Yesterday, legendary sports columnist Sid Hartman died at the age of 100. He began working in the business by selling newspapers at age eight and never looked back.
Memorials to Hartman are everywhere you look. One testament to the man's legacy came from fellow NFL reporter Tom Pelissero, who went so far as to power-rank his freshly dead colleague against our state’s reigning patron saint:
Growing up in Minnesota, you only knew two people by just their first name.— Tom Pelissero (@TomPelissero) October 18, 2020
One was a man whose legend transcended his medium and created until his final day.
The other was Prince.
Rest in peace, Sid. This place will never be the same without you.https://t.co/1RleMjtT3o
Rather than getting in on the Grief Olympics, we paused to think about this very real human who (once) worked upstairs from those of us at City Pages, and lived through a whole century. To better wrap our minds around all he saw and experienced during his life – beyond the job, too – we thought about what the world looked like year Hartman was born.
- The 1918 flu pandemic ends.
- Prohibition begins. (Thanks, Volstead.)
- The National Football League is formed.
- KDKA, the nation’s first commercial radio station, begins broadcasting in Pittsburgh.
- F. Scott Fitzgerald releases his first novel, This Side of Paradise; Edith Wharton publishes her twelfth, The Age of Innocence.

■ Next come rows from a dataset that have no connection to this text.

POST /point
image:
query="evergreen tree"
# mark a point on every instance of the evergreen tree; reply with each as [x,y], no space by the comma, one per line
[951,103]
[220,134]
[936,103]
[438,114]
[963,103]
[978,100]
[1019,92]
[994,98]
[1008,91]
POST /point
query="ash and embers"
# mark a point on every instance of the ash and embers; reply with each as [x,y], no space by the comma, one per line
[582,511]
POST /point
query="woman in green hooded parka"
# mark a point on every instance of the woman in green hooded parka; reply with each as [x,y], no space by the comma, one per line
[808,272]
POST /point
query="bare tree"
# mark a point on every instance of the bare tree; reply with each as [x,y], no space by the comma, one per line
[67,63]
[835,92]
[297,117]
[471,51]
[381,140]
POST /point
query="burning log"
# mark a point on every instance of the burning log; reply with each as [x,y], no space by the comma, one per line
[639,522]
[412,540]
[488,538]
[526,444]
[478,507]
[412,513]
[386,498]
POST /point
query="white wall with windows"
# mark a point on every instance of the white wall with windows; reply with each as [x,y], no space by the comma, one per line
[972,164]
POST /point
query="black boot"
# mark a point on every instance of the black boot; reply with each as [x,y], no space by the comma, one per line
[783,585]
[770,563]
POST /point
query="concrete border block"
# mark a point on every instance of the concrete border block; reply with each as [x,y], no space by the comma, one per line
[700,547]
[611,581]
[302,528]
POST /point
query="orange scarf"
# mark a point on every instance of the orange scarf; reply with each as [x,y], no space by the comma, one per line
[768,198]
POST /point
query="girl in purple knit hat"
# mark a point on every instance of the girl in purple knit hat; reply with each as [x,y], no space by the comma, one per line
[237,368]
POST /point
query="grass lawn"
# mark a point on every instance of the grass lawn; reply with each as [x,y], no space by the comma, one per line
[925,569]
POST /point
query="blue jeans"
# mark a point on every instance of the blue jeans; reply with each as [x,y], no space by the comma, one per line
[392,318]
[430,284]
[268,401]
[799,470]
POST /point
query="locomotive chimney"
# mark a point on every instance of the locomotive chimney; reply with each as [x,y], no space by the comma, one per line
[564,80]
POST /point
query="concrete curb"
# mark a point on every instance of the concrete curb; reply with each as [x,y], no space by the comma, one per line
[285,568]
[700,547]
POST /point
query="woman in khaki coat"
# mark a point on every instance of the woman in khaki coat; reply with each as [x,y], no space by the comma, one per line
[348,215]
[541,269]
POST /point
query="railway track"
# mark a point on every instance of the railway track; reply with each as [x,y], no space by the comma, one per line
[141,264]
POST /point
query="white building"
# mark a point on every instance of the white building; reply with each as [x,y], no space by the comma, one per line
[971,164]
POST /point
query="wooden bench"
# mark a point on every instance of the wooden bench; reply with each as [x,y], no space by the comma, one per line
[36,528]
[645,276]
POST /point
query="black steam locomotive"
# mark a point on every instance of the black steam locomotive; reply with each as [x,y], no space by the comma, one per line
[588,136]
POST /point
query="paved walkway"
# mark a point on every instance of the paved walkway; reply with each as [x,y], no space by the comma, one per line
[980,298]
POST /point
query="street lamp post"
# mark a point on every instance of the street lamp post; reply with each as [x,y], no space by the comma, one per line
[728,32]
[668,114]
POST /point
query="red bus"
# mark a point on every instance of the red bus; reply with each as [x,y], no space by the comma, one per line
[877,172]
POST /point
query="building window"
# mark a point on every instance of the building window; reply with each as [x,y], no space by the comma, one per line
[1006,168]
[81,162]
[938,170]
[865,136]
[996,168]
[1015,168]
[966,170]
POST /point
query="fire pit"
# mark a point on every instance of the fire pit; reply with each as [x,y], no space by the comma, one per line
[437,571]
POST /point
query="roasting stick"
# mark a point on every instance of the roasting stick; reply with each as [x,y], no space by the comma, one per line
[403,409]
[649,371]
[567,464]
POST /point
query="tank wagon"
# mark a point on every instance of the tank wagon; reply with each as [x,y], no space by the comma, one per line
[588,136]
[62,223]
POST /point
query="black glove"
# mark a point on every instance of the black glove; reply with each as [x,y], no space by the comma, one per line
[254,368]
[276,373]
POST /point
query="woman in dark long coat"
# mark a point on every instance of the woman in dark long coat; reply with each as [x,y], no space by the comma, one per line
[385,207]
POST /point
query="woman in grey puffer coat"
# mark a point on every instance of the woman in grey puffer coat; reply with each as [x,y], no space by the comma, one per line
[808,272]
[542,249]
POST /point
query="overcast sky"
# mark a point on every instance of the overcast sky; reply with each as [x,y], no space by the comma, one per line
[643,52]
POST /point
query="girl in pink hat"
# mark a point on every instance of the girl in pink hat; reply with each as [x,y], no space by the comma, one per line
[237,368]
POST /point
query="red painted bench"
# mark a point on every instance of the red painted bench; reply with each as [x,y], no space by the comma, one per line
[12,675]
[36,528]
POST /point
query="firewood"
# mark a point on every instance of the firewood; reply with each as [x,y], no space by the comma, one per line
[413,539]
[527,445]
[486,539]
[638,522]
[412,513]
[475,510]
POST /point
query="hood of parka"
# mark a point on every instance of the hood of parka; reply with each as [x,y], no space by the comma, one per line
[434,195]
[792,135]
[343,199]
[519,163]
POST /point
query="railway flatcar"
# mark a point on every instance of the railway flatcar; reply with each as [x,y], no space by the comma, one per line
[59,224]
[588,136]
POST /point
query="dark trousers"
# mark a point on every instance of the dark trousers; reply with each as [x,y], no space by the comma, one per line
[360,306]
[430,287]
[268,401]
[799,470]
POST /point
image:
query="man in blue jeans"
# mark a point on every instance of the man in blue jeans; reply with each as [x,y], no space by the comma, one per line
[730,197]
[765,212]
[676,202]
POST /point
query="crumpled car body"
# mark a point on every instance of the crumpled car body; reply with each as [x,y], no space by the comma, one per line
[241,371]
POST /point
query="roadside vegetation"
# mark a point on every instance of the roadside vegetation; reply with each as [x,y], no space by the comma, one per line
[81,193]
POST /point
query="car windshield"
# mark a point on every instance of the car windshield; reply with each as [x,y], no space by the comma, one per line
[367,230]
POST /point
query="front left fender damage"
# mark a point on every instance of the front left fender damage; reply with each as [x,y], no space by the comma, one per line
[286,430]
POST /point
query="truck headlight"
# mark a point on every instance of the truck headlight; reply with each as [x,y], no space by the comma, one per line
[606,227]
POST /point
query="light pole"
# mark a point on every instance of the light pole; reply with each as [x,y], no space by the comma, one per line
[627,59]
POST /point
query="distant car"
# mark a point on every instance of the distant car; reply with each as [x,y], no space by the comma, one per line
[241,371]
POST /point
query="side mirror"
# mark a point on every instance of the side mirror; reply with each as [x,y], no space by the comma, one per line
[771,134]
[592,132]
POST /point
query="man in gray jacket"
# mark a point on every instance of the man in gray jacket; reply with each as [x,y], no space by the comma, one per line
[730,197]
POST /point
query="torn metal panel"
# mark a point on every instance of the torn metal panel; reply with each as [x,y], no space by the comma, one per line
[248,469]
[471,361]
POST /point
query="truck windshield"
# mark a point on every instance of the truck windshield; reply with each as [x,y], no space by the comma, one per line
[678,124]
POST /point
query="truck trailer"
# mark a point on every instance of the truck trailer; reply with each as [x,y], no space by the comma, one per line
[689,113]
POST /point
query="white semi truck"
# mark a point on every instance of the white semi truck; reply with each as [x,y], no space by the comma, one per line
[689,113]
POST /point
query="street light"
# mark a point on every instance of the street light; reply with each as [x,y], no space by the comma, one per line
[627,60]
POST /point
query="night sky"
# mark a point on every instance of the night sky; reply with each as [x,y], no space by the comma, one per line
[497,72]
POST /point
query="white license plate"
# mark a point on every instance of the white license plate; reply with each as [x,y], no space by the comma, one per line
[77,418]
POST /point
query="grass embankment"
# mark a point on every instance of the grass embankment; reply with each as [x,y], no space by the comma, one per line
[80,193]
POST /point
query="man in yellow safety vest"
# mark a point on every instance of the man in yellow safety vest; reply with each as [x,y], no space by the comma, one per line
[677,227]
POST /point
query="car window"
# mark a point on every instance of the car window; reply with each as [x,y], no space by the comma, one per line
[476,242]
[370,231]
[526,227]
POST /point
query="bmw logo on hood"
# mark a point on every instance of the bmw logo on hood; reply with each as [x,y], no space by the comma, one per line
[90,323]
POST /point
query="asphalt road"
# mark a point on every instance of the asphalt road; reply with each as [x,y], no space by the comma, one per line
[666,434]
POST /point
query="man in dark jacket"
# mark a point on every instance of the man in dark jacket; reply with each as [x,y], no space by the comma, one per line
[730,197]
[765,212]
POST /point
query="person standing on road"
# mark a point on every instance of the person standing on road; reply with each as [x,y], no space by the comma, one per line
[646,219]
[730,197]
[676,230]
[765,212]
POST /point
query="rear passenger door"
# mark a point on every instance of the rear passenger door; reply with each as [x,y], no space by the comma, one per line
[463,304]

- The 19th Amendment is ratified.
- Mickey Rooney, Isaac Asimov, and Pope John Paul II are born.
- The Royal Canadian Mounted Police aka “the Mounties” are established.
- A horse-drawn cart packed with 100 pounds of dynamite detonates on Wall Street; the early act of terrorism goes unsolved, but launches the career of J. Edgar Hoover.
- The USPS bans shipping children via parcel post.
- The first dog racing track to use an imitation rabbit opens in Emeryville, California.
- President Wilson conducts the Palmer Raids, arresting and/or deporting immigrants (particularly from Italy and Eastern Europe) with alleged anarchist leanings or ties to labor movements.
Even as some of the above feels eerily familiar (pandemics and deportations), Hartman leaves this world a titan of local radio and football coverage (among others), both of which grew from nothing right alongside him– or perhaps, with his help.
Few of today's field could say the same.
RIP, Sid. Thanks for all the years and dedication.